After ten years of successful tests, the U.S. Food and Drug Administration has approved a pill that can dissolve most gallstones, reports the New York Post. In tests the drug, generically named ursodiol, was claimed to be successful in treating “60 to 70 percent of patients with cholesterol gallstones,” with no side effects. Treatment may require the use of the drug up to 12 months at a cost of $1,400. By comparison, the Post notes that “a gallstone operation can cost $10,000.”
The Cathedral of St. John the Divine in New York City has become the center of an annual spectacle—the blessing of animals. Among the animals blessed by Episcopal bishop Paul Moore were a turkey, an eagle, a python, a fish, a llama, a raccoon, a tortoise, an 8,000-pound [3,600 kg] elephant. He even blessed ten billion algae in a flask!
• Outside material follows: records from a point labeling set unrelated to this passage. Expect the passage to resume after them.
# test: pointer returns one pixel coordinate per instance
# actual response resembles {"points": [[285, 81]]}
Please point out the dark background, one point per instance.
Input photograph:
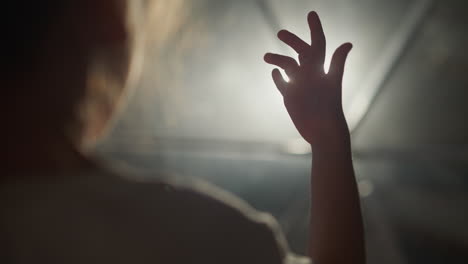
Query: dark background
{"points": [[405, 98]]}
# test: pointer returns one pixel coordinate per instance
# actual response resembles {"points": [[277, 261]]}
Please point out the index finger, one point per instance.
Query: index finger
{"points": [[317, 35]]}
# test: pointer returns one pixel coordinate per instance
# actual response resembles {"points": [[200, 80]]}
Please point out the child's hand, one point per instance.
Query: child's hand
{"points": [[312, 97]]}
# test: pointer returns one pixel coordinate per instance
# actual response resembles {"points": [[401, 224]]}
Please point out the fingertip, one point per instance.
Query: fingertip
{"points": [[282, 33], [312, 14], [275, 72]]}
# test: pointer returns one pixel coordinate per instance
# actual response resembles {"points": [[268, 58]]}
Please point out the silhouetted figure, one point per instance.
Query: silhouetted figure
{"points": [[66, 66]]}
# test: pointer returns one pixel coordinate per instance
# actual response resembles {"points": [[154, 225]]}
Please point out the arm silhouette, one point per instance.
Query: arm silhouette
{"points": [[313, 101]]}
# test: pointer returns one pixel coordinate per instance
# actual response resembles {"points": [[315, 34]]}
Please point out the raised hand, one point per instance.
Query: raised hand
{"points": [[312, 97]]}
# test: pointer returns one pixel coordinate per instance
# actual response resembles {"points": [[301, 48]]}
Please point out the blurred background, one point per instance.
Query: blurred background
{"points": [[218, 117]]}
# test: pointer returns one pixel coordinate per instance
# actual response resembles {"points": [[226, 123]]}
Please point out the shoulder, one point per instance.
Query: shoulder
{"points": [[223, 224]]}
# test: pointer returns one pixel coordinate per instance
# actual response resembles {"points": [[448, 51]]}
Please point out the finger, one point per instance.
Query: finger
{"points": [[293, 41], [338, 62], [318, 38], [279, 81], [284, 62]]}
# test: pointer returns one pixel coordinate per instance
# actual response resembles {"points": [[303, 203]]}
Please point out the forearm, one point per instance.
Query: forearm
{"points": [[336, 229]]}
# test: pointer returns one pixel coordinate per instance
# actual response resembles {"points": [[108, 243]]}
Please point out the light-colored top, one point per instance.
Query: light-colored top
{"points": [[102, 218]]}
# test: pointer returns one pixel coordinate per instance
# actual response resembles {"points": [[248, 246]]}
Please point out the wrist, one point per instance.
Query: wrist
{"points": [[334, 139]]}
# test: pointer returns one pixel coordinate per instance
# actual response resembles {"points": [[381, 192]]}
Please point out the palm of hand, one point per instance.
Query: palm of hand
{"points": [[312, 97]]}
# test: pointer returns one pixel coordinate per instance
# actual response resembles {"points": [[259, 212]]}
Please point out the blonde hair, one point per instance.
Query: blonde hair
{"points": [[154, 25]]}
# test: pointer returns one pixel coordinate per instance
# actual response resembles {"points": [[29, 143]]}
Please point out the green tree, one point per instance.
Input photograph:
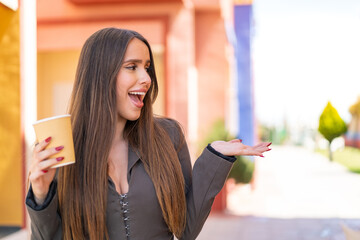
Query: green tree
{"points": [[331, 125]]}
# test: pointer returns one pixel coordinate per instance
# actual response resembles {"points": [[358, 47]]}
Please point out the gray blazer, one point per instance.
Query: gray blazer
{"points": [[144, 215]]}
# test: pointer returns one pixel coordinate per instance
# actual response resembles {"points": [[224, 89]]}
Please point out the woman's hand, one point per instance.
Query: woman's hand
{"points": [[236, 148], [41, 173]]}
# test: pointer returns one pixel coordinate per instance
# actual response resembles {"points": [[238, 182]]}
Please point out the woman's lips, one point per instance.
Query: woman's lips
{"points": [[137, 98]]}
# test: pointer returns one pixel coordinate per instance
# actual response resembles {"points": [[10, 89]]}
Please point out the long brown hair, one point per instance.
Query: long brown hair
{"points": [[82, 187]]}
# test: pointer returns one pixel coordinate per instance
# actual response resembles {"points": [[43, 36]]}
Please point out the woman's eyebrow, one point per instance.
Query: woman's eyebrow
{"points": [[136, 61]]}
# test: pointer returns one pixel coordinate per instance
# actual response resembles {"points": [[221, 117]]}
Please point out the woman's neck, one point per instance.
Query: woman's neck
{"points": [[119, 131]]}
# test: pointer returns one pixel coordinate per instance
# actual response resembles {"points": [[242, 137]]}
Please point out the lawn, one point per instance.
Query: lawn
{"points": [[349, 157]]}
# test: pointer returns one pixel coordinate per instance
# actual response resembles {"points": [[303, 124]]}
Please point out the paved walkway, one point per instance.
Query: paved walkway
{"points": [[299, 195]]}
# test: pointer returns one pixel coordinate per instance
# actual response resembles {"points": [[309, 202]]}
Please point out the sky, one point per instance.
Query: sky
{"points": [[305, 53]]}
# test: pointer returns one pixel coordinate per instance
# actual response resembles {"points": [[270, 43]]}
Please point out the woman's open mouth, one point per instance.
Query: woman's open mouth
{"points": [[137, 98]]}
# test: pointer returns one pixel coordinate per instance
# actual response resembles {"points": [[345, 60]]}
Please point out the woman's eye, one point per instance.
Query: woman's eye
{"points": [[133, 67]]}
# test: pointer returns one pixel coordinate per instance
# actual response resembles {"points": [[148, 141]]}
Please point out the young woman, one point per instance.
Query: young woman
{"points": [[132, 178]]}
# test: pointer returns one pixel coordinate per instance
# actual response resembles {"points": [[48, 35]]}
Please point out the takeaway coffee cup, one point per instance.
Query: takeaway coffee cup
{"points": [[60, 131]]}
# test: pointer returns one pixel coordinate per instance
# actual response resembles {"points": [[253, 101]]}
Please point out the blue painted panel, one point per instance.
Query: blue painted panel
{"points": [[243, 20]]}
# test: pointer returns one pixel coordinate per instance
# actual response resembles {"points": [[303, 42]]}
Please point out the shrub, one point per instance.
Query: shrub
{"points": [[331, 125]]}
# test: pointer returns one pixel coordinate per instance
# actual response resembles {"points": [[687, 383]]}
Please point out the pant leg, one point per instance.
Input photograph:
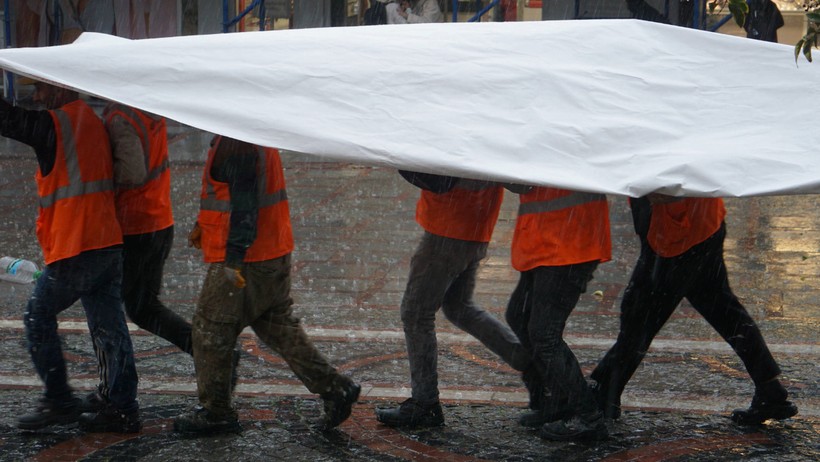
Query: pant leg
{"points": [[216, 325], [651, 296], [144, 257], [270, 314], [393, 16], [56, 290], [463, 312], [713, 298], [109, 332], [438, 262], [555, 292], [519, 308]]}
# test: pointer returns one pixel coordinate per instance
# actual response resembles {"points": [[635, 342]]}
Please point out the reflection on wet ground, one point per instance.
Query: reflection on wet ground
{"points": [[355, 233]]}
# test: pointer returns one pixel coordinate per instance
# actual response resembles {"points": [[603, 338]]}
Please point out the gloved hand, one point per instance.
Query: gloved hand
{"points": [[234, 276], [195, 237]]}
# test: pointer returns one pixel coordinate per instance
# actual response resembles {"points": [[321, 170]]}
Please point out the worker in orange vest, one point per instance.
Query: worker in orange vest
{"points": [[458, 217], [560, 238], [81, 239], [245, 235], [682, 256], [139, 145]]}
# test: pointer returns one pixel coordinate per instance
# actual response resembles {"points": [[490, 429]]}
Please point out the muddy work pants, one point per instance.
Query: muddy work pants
{"points": [[265, 305]]}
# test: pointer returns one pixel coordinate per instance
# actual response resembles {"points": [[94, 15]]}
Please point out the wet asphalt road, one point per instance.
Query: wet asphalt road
{"points": [[355, 233]]}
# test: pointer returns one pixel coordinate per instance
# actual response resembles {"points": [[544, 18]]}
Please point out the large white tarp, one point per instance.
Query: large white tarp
{"points": [[613, 106]]}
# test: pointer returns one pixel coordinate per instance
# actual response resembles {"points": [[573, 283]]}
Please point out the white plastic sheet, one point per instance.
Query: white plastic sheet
{"points": [[613, 106]]}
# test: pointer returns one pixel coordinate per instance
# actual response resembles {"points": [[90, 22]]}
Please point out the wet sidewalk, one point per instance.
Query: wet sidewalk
{"points": [[355, 233]]}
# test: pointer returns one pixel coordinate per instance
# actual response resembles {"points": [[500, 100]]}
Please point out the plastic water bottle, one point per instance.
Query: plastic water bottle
{"points": [[18, 270]]}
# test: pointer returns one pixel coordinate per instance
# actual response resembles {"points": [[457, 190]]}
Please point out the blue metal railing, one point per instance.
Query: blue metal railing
{"points": [[228, 22], [480, 10]]}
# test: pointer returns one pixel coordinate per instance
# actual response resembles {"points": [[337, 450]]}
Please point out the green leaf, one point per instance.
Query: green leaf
{"points": [[739, 9], [808, 46]]}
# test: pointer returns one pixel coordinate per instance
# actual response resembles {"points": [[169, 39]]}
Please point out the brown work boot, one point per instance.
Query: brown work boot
{"points": [[339, 402]]}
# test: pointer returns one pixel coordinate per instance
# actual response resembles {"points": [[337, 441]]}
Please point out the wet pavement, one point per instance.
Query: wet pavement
{"points": [[355, 233]]}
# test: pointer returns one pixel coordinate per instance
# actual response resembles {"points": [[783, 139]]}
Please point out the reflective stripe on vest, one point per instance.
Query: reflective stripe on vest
{"points": [[76, 186], [210, 201], [571, 200], [145, 137]]}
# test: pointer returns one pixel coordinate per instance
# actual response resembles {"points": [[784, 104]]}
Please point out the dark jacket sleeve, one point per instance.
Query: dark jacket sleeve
{"points": [[34, 128], [641, 216], [430, 182], [235, 164]]}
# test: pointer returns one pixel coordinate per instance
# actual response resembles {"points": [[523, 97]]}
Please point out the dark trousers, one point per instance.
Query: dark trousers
{"points": [[537, 313], [442, 275], [656, 288], [93, 277], [144, 258]]}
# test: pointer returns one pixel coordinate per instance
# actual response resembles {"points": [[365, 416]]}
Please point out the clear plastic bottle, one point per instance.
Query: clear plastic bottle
{"points": [[18, 270]]}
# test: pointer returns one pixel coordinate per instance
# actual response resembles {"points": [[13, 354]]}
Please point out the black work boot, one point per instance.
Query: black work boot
{"points": [[93, 402], [203, 421], [111, 420], [339, 402], [50, 412], [769, 402], [411, 413], [609, 405]]}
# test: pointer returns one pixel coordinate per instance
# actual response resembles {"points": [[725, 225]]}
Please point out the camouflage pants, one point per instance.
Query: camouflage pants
{"points": [[265, 305]]}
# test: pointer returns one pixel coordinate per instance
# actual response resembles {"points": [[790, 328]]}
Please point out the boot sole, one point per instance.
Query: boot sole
{"points": [[38, 426], [221, 428], [743, 417]]}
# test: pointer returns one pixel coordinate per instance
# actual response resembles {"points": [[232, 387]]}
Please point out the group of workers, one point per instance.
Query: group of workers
{"points": [[560, 237], [105, 226]]}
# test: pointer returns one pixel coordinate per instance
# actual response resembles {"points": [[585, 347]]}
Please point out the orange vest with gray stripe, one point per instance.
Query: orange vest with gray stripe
{"points": [[557, 227], [274, 237], [677, 226], [467, 212], [76, 211], [145, 208]]}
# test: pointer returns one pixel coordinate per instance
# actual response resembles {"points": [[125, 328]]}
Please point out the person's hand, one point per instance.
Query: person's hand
{"points": [[195, 237], [658, 199], [234, 276]]}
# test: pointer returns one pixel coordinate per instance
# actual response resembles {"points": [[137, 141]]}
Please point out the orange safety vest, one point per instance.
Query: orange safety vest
{"points": [[467, 212], [145, 208], [557, 227], [274, 237], [678, 226], [76, 211]]}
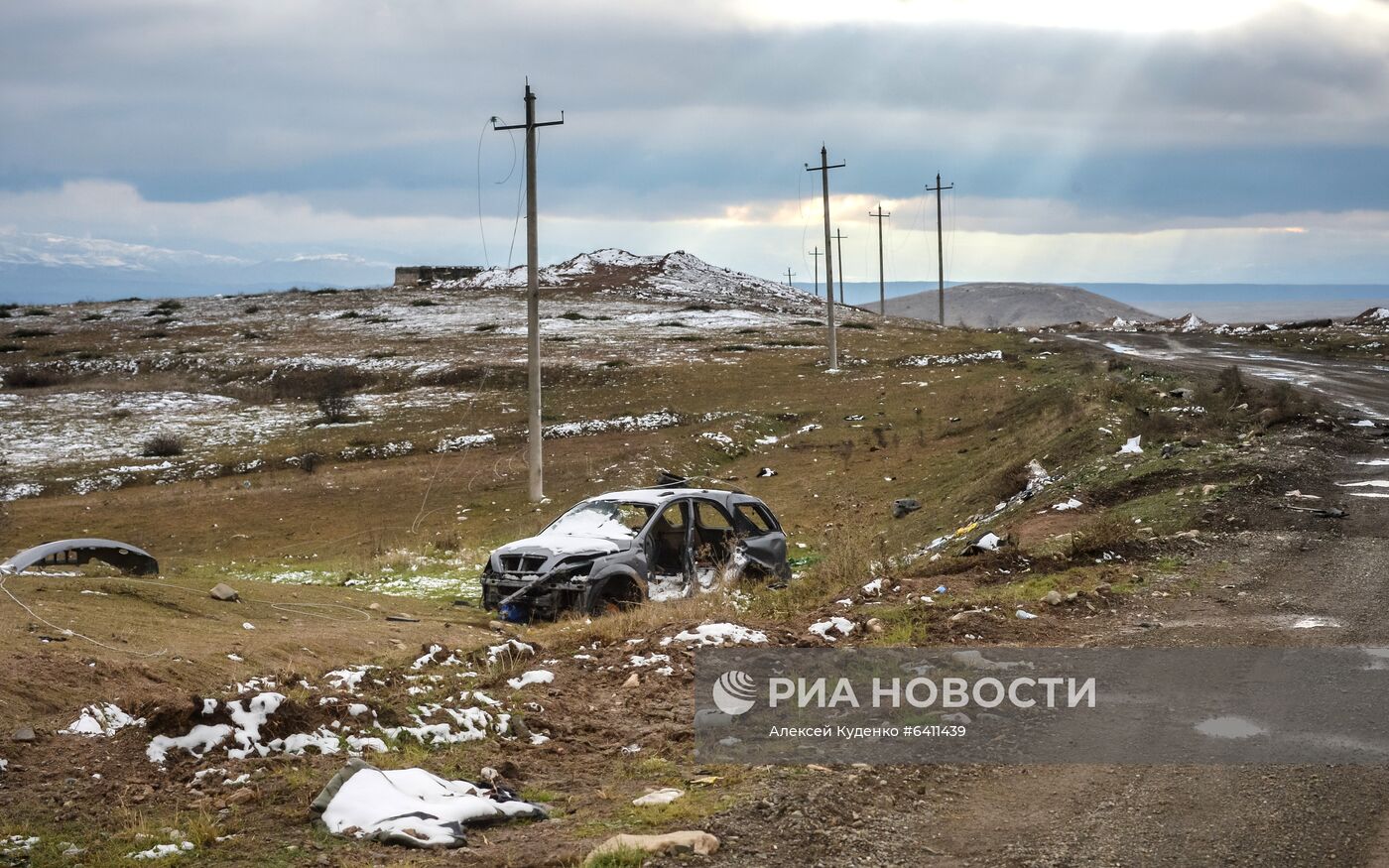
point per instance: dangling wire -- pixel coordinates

The custom is founded on the story of “saint” Francis, who, legend says, preached to birds. Each year hundreds of pet owners throughout the city bring their animals to the cathedral for a special blessing.
Number Eight in Space
Israel’s successful launch of its first space satellite has made it the eighth country with such capability (the others are the United States, the Soviet Union, France, China, Japan, India, and Britain). This Israeli satellite, called Ofek-1, is said to be designed for collecting scientific data on the earth’s magnetic field and space conditions.